The problem
Postoperative pain relief is often insufficient. Different
reasons may be taken into account:
· No or insufficient prescription of analgesics
· Need for strong analgesics
· Time gap between calling the doctor on duty and application
of the analgesic
· Intramuscular or intravenous injections require a nurse
or a doctor
Fentanyl transdermal system
Applied via a transdermal system fentanyl is released continuously
through the intact skin. This guarantees a long-lasting constant
pain relief. The concept of transdermal fentanyl seems to offer
good properties to overcome the major problems in postoperative
pain management.
More than 30 studies have been published applying transdermal fentanyl for postoperative pain relief. Predominantly patients who underwent abdominal surgery were included. All different sizes of transdermal fentanyl were used, predominantly 50 and 75 µg/h patches. In most cases transdermal systems were applied 2 hours before the onset of surgery. During the postoperative period the patients could ask for a further amount of an opioid, if they experienced insufficient pain relief. In this case, often morphine was applied, further opioids used were pethidine, piritramide or fentanyl. By providing a constant analgesia via transdermal fentanyl it is not surprising, that additional need for opioids was significantly reduced in the fentanyl groups in comparison with the placebo groups and that the amount of supplemental opioids was smaller in the groups with higher fentanyl dosages. However, results in pain relief were not uniform. Some studies demonstrated a better pain control with transdermal fentanyl compound to a conventional pain control with other opioids. In other studies the regime was not superior to the conventional regimes, though. However, side effects limit this strategy of postoperative pain control. Respiratory depression was noted in up to 10% of the patients. Continuous monitoring of respiratory rates or oxygen saturation was necessary. Opioid reversal with naloxone was performed in a few cases. This led to the following conclusion: transdermal fentanyl is contraindicated for treatment of acute pain which is also stated in the package insert.
Explanations for the drawbacks of transdermal fentanyl in the
treatment of acute pain are pharmacokinetic properties as well
as patient bound characteristics:
· Constant fentanyl delivery which cannot be influenced
-- Reduction of the dosage is not possible and, if the patch is
removed, there is a prolonged half-life time due to the dermal
depot of fentanyl.
- If pain relief is insufficient, an opioid must be applied using
a different route, e. g. intravenous or intramuscular injection.

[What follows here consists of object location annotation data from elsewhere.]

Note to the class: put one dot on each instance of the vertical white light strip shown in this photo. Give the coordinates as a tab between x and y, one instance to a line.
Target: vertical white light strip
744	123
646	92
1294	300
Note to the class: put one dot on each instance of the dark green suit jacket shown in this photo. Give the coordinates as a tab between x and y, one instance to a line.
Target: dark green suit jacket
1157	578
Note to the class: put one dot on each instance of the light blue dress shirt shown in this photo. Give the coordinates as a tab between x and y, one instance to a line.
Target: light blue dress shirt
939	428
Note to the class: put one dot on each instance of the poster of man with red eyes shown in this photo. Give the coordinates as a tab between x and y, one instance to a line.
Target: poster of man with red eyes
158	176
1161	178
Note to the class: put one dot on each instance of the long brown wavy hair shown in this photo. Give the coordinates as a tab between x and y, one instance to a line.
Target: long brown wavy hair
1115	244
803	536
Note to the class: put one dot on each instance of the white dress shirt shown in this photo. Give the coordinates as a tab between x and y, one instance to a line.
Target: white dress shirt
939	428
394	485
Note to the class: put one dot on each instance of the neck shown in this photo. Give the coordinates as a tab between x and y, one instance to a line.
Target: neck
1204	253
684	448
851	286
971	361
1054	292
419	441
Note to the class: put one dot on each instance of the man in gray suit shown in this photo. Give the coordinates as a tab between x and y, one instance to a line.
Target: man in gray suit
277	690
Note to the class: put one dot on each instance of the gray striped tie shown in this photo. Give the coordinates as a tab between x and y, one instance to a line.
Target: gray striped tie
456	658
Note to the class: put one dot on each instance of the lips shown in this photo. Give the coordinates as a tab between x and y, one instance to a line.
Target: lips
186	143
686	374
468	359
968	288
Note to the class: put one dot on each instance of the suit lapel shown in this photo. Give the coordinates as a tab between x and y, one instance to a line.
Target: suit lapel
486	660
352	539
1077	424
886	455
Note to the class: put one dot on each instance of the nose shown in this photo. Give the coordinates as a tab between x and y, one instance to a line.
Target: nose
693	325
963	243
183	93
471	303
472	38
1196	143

· No data exist concerning the prognosis of postoperative
pain.
· Interindividual differences in the opioid response are
too large to guarantee an effective postoperative analgesia without
severe side effects by a preselected opioid dosage. Trials on
patient controlled analgesia demonstrated wide dosage ranges in
the patients opioid requirements.
Electrotransport system of fentanyl
A new possibility for transdermal opioid application in postoperative
pain might be the electrotransport therapeutic system (ETS) fentanyl.
Drug delivery via ETS is proportional to the applied current and
the time intervals. The pharmacokinetic profile of this formulation
is similar to i.v. application of fentanyl. Nominal dosages being
delivered over 10 minutes were 25 or 40 µg of fentanyl with
a maximum of 6 applications/h. More than 500 patients received
ETS fentanyl for postoperative pain relief. Excellent or good
pain control was reported by more than 90% of the patients. As
in PCA trials wide interindividual variations in the need of fentanyl
were recorded. Main side effects are nausea and vomiting with
an incidence up to 56%, respectively 36%. Due to these high incidences
antiemetic prophylaxis should be discussed. Hypoventilation was
reported in three patients, mild or moderate hypoxia probably
related to ETS fentanyl in 19 patients.
Overall the ETS fentanyl acts like a patient-controlled analgesia on a non invasive route and might be a future alternative for postoperative pain control possibly decreasing staffing requirements.
Conclusion
The fentanyl transdermal system which is marketed in over 30 countries,
is inappropriate and contraindicated for the treatment of acute
pain. It is reserved for patients with chronic pain. A transdermal
system delivering fentanyl through electroperation is under development.
The studies carried out up to now in healthy volunteers and patients
with postoperative pain demonstrated effective pain control. However
this system is not marketed yet. Consequently, at the moment transdermal
pain therapy is no option for the treatment of acute pain.